China-based exchange Yunbi said in blog post earlier this week that it had lost 40,000 ETC due to the replay vulnerability. The exchange said that it would effectively eat the losses and pay out ETC balances corresponding to user ETH balances.
Future fix unclear
So how do ethereum users and exchanges guard against it?
One way to get around the risk is to run a transaction through an open-source "splitter contract", effectively moving ETC to a new account. But this is pretty burdensome as it’s dependent on each exchange or each individual to do for every account that they have.

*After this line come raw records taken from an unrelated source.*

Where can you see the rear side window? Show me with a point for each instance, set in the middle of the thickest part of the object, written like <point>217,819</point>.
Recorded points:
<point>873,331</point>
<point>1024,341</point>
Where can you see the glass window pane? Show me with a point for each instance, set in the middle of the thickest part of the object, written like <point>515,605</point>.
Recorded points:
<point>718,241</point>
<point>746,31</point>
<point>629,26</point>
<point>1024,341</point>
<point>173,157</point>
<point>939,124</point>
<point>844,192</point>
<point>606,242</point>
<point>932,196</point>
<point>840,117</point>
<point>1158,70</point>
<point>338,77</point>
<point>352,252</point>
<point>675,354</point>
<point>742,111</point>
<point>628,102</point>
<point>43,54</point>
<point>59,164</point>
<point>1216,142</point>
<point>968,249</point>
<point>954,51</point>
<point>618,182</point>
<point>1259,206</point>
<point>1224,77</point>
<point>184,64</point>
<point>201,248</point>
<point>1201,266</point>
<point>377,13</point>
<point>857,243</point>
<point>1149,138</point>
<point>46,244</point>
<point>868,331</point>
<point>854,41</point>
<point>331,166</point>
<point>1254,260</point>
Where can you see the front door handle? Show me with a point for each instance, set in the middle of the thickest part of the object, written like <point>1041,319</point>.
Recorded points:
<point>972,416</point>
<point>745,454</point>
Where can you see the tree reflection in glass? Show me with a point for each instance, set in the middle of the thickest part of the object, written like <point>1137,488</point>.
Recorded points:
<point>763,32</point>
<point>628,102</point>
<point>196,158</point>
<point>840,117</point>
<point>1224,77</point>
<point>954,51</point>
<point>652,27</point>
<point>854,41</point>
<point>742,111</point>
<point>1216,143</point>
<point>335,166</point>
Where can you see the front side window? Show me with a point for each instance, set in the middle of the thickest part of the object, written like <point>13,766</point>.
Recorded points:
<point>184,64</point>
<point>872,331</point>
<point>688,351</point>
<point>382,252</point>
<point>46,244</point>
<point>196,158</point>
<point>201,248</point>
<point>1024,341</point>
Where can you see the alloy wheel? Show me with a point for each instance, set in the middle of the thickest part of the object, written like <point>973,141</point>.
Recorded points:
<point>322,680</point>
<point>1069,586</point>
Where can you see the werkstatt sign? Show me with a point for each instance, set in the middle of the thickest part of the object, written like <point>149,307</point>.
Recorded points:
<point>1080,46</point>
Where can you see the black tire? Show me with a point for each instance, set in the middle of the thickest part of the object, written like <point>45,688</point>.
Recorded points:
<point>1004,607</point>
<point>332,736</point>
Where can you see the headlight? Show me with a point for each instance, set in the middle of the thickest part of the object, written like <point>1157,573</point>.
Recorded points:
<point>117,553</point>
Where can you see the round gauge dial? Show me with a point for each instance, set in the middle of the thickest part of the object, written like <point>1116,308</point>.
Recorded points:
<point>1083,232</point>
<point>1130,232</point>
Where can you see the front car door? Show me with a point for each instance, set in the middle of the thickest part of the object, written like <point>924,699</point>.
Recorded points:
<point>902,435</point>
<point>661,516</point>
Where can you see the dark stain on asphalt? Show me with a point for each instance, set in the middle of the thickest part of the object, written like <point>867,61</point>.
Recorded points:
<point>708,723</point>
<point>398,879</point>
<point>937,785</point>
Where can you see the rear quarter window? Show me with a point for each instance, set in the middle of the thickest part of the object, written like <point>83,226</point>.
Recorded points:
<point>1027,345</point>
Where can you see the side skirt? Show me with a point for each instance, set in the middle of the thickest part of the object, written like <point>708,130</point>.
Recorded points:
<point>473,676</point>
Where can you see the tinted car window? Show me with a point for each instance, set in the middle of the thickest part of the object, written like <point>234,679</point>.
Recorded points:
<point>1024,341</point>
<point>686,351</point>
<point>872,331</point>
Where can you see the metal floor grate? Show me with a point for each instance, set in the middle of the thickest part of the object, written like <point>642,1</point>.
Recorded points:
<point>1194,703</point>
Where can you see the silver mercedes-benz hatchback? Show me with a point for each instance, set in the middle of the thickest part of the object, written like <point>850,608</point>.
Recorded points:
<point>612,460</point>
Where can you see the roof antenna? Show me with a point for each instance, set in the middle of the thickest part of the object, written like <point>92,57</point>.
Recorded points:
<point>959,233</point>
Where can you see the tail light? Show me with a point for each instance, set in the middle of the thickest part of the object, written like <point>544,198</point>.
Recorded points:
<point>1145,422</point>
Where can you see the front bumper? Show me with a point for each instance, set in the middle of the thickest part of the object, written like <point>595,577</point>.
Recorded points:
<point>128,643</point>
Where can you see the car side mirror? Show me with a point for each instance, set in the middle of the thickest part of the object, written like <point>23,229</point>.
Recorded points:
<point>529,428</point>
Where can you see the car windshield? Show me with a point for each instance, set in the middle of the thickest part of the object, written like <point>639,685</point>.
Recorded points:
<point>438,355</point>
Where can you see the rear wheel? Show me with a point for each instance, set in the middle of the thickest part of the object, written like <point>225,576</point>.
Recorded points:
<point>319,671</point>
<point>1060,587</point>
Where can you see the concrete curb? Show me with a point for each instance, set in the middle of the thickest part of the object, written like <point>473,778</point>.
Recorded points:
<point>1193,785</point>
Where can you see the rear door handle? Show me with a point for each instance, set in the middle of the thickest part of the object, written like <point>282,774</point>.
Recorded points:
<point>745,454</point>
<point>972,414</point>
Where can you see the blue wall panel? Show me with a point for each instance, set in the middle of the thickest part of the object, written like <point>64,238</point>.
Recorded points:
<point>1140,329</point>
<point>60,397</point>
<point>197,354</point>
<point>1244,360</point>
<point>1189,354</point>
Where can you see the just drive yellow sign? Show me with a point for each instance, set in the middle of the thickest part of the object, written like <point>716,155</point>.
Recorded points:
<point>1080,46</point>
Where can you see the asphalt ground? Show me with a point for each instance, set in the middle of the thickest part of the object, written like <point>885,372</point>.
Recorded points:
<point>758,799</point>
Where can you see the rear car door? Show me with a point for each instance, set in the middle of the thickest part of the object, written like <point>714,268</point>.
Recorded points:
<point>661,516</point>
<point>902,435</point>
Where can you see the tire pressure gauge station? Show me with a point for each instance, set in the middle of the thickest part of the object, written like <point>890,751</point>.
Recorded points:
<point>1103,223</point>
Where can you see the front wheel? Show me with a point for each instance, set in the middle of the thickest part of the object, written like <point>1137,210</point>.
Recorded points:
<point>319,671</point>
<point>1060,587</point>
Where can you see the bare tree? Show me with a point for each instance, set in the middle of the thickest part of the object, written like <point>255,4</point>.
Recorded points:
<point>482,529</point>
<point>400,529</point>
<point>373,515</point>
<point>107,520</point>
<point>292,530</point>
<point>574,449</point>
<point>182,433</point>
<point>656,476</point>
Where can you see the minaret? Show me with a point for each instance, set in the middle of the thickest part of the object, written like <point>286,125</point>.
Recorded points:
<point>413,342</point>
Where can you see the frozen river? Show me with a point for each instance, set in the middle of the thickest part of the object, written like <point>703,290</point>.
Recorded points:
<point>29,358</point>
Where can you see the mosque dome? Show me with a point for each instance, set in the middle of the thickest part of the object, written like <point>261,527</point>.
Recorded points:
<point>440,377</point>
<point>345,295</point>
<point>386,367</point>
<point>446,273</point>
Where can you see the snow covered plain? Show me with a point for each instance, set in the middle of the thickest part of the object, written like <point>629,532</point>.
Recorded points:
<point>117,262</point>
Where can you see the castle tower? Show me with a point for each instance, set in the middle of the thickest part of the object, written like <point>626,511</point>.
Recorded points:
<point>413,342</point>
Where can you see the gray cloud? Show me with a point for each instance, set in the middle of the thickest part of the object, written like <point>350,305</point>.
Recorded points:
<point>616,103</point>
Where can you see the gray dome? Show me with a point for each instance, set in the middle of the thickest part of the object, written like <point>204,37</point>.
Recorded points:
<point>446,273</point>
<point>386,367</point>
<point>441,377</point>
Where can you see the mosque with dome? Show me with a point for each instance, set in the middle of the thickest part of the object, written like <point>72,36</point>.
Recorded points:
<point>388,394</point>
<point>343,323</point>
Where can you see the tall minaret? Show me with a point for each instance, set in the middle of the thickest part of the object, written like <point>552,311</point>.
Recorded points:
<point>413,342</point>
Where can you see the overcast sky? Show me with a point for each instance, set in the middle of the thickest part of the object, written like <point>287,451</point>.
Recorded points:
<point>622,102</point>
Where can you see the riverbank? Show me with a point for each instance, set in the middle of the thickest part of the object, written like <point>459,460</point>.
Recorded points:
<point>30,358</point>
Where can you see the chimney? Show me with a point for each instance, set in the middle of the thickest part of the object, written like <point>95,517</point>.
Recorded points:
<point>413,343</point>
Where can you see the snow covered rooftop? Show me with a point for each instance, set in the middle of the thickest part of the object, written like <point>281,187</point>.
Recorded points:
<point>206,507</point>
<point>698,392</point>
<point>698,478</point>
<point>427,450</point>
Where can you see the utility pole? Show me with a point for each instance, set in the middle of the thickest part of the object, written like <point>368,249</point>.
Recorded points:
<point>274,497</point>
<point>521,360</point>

Poloniex automatically generates new addresses for users so that they can avoid unintentionally sending their ETH or ETC in the mirrored process. Kraken did the same, claiming that if users don’t "split" their ETH and ETC, they can still deposit ETH at the exchange and receive ETH and ETC in their account.
It’s possible to stop this across the network wholesale, rather than trusting exchanges to pull through. If either network incorporated the fix by hard forking their network to update the transaction formats, they could resolve this problem, but neither has expressed plans to do so.
On the other hand, Felföldi mentioned that ethereum does eventually want to update the network to resolve the problem by incorporating the necessary change to the transaction formats in Metropolis, the next version of ethereum, which is due in fall 2016.
The worry is that changing it earlier than that would require yet another hard fork, or moving to a new blockchain, but people are afraid it will be one fork too many.
"We just did one fork. We don’t want to do any more rash updates because it’s dangerous," he said. "It will probably be here for quite some time."
Classic project manager Arvicco said that, in his view, the responsibility for resolving the relay vulnerability falls on those who executed the split in the first place.
"The facts are clear, ethereum classic is still keeping a consensus of original legacy network, while those following forked ethereum left this consensus," he told CoinDesk, going on to argue:
"For the ones forking off (leaving consensus), it stands to reason that they are liable to institute a clean split, and not expect to push the burden to the ones still in consensus."
Others see the situation persisting because of these entrenched positions.
Peter Vessenes, security expert and Bitcoin Foundation founder, said:
"Creating chaos is clearly a goal for some participants."